India imports over 85% of its crude oil. That single fact shapes everything. When global prices spike, the impact shows up in fuel costs, freight rates, raw material bills, and eventually your grocery run. Add a weak rupee to the mix, and the hit is sharper than what the headline price suggests.
Here is how different sectors tend to react.
Aviation turbine fuel accounts for roughly 30 to 40% of an airline's operating costs. At $100+ crude, that number climbs fast. Airlines either absorb it, raise ticket prices, or do both. Thin margins get thinner. Indian aviation has always been a tough business, and expensive oil makes it worse.
Most paint raw materials, such as titanium dioxide, solvents, and resins, come from crude oil derivatives. When oil moves, input costs follow. Companies like Asian Paints and Berger Paints face margin pressure. They usually pass costs on eventually, but there is always a lag between the rise in input costs and the price hike. That lag is where earnings take the hit.
Diesel runs India's freight network. When diesel prices go up, trucking costs go up, and that feeds into everything from vegetable prices to last-mile delivery costs. The pressure does not go away quickly because fuel prices in India tend to rise faster than they fall.
Packaging, raw inputs, freight. Three things go wrong at once. Companies with pricing power manage. Smaller players and private labels have a harder time.
Urea and nitrogen fertilisers use naphtha or natural gas as feedstock, both of which track crude. Higher input costs either mean bigger government subsidies or higher prices for farmers. Neither outcome is clean.
ONGC and Oil India earn more per barrel when prices are high. The catch is that the Indian government has a habit of levying windfall taxes or capping domestic fuel prices when crude spikes. It happened in 2022. So the benefit to upstream companies is real but not always fully passed through. Still, the initial market reaction to $100+ crude is usually positive for E&P stocks.
This one is more complicated. Gross refining margins depend on the spread between crude and finished products, not on crude price alone. Reliance Industries, with its complex refinery and access to discounted Russian crude, has navigated high-oil periods well. BPCL and HPCL have more exposure to regulated pricing and tend to suffer more. The refining story needs to be read company by company.
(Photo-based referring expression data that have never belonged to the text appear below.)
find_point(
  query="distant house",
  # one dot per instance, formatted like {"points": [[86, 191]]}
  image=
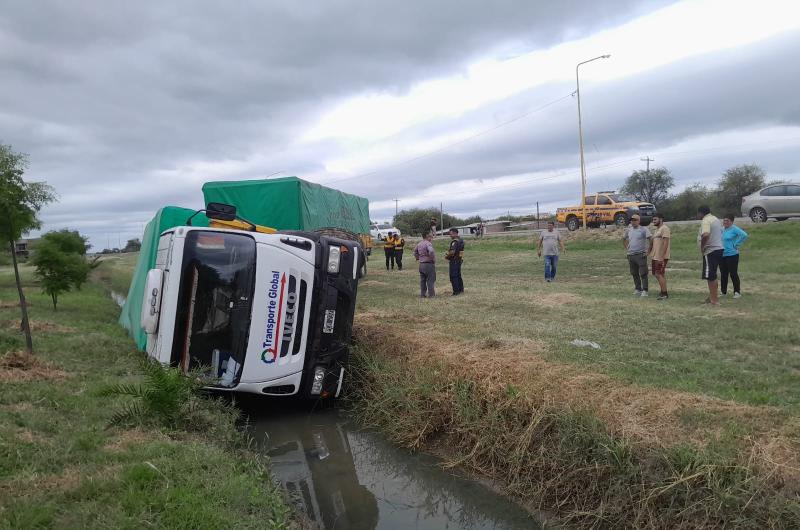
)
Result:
{"points": [[489, 227]]}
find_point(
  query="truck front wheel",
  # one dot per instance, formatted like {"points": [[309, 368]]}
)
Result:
{"points": [[573, 224]]}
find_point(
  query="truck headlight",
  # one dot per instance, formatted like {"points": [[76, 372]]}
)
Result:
{"points": [[334, 256], [319, 375]]}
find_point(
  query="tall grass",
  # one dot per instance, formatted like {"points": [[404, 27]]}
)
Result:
{"points": [[565, 460]]}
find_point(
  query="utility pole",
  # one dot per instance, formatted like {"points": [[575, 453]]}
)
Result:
{"points": [[647, 178], [580, 136]]}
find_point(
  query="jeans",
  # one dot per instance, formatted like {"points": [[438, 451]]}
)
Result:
{"points": [[638, 267], [729, 266], [550, 264], [427, 277], [455, 277]]}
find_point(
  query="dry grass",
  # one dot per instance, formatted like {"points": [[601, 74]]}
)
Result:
{"points": [[40, 326], [21, 366], [595, 451]]}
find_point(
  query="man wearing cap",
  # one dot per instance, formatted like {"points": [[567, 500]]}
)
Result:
{"points": [[635, 240], [710, 240], [455, 256], [426, 256], [388, 249]]}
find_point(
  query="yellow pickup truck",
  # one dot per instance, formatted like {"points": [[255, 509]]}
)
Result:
{"points": [[604, 208]]}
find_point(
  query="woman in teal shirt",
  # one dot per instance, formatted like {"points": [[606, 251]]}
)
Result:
{"points": [[732, 238]]}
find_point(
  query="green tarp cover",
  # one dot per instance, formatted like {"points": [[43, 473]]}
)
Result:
{"points": [[291, 203], [166, 218]]}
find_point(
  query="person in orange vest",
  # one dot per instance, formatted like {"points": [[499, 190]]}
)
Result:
{"points": [[399, 246], [388, 249]]}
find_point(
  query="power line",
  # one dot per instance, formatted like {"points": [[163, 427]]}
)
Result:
{"points": [[448, 146]]}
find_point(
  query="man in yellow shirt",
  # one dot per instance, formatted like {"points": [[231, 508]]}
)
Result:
{"points": [[659, 253]]}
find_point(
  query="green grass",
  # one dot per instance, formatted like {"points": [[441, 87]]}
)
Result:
{"points": [[62, 464], [746, 350]]}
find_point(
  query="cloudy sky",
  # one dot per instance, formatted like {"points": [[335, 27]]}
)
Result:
{"points": [[128, 106]]}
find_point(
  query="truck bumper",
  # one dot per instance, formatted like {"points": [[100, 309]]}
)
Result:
{"points": [[333, 307]]}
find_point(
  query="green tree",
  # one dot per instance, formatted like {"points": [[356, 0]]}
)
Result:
{"points": [[650, 186], [683, 206], [60, 263], [133, 245], [20, 203], [737, 182]]}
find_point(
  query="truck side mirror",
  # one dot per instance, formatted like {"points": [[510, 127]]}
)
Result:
{"points": [[151, 302], [220, 211]]}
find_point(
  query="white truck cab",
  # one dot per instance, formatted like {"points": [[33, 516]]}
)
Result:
{"points": [[265, 313]]}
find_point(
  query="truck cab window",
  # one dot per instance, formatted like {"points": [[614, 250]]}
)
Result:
{"points": [[213, 313]]}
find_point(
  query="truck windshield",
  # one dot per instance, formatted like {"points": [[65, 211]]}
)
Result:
{"points": [[621, 198], [213, 312]]}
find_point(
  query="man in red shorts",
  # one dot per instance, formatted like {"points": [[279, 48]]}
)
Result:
{"points": [[659, 253]]}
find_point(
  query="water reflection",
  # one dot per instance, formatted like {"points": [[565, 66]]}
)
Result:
{"points": [[347, 479]]}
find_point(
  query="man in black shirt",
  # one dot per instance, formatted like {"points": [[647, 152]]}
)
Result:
{"points": [[455, 256]]}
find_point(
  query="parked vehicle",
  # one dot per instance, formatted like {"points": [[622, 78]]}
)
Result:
{"points": [[606, 207], [778, 201], [380, 231], [257, 310]]}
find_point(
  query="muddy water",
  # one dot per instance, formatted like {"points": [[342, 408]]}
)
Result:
{"points": [[343, 478]]}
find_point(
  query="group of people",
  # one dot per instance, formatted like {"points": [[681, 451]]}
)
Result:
{"points": [[426, 256], [393, 247], [719, 243]]}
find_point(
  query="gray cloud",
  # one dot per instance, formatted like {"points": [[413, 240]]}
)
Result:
{"points": [[117, 102]]}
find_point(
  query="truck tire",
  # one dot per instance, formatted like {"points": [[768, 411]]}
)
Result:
{"points": [[758, 215], [573, 223]]}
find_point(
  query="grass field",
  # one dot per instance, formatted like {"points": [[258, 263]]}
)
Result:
{"points": [[61, 463], [748, 350], [684, 416]]}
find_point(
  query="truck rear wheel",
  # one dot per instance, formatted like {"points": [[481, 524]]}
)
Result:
{"points": [[573, 224]]}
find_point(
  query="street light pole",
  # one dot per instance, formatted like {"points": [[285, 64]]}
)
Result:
{"points": [[580, 136]]}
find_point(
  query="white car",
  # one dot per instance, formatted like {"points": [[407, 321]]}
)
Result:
{"points": [[380, 231], [779, 201]]}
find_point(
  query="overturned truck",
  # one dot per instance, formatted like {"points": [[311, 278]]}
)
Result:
{"points": [[257, 309]]}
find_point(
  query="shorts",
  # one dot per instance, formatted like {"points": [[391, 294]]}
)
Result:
{"points": [[711, 263]]}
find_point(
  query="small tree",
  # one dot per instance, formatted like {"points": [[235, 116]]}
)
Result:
{"points": [[737, 182], [684, 205], [60, 263], [133, 245], [20, 203], [650, 186]]}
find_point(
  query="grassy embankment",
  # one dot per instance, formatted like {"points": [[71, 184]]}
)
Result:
{"points": [[687, 416], [62, 466]]}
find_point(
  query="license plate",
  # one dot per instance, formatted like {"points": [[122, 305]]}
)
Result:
{"points": [[330, 317]]}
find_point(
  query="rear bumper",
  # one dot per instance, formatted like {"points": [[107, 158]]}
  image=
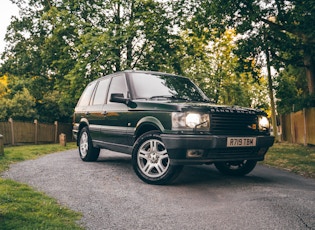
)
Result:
{"points": [[198, 149]]}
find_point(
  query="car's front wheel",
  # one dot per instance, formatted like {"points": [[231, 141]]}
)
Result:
{"points": [[86, 150], [151, 161], [236, 168]]}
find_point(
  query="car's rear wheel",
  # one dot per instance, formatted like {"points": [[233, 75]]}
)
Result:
{"points": [[86, 150], [236, 168], [151, 161]]}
Every time crude gets expensive, the economics of solar, wind, and EVs improve relative to oil. The business case for switching strengthens. Policy urgency picks up. India's renewable sector has consistently gained long-term when fossil fuel costs spike, and the current direction of government policy only reinforces this.
When industrial consumers face high oil costs, they look for alternatives. Piped natural gas becomes more attractive. Companies like Indraprastha Gas and Gujarat Gas tend to see demand hold up, sometimes grow, as industries shift away from liquid fuels.
India has been here before. Crude stayed above $100 from 2011 to mid-2014. Then briefly in 2022. Both times, the economy absorbed it, but not without pain: higher current account deficits, currency weakness, inflation, and RBI tightening.
The concern at $100+ is not just the oil price in isolation. It is what happens when high crude meets a weak rupee and inflation that is already running hot. That combination leaves policymakers with fewer good options.
Companies that hedge crude exposure through long-term contracts, use feedstock flexibility, or have pricing power at the consumer end tend to hold up better. The ones that sit in the middle of the supply chain without either advantage tend to suffer most.
For investors, high crude periods have historically favoured upstream oil companies in the near term and renewable energy companies over the medium to long run. The trade is different depending on your time horizon.
$100 crude is not a crisis for everyone. Airlines feel it immediately. ONGC benefits from it. A paint company works through it. A solar developer barely notices it.
The smarter question is not just "is crude expensive?" It is whether your business or investment has pricing power, cost flexibility, or structural tailwinds that offset what higher oil does. That analysis matters far more than whether the price is $95 or $105.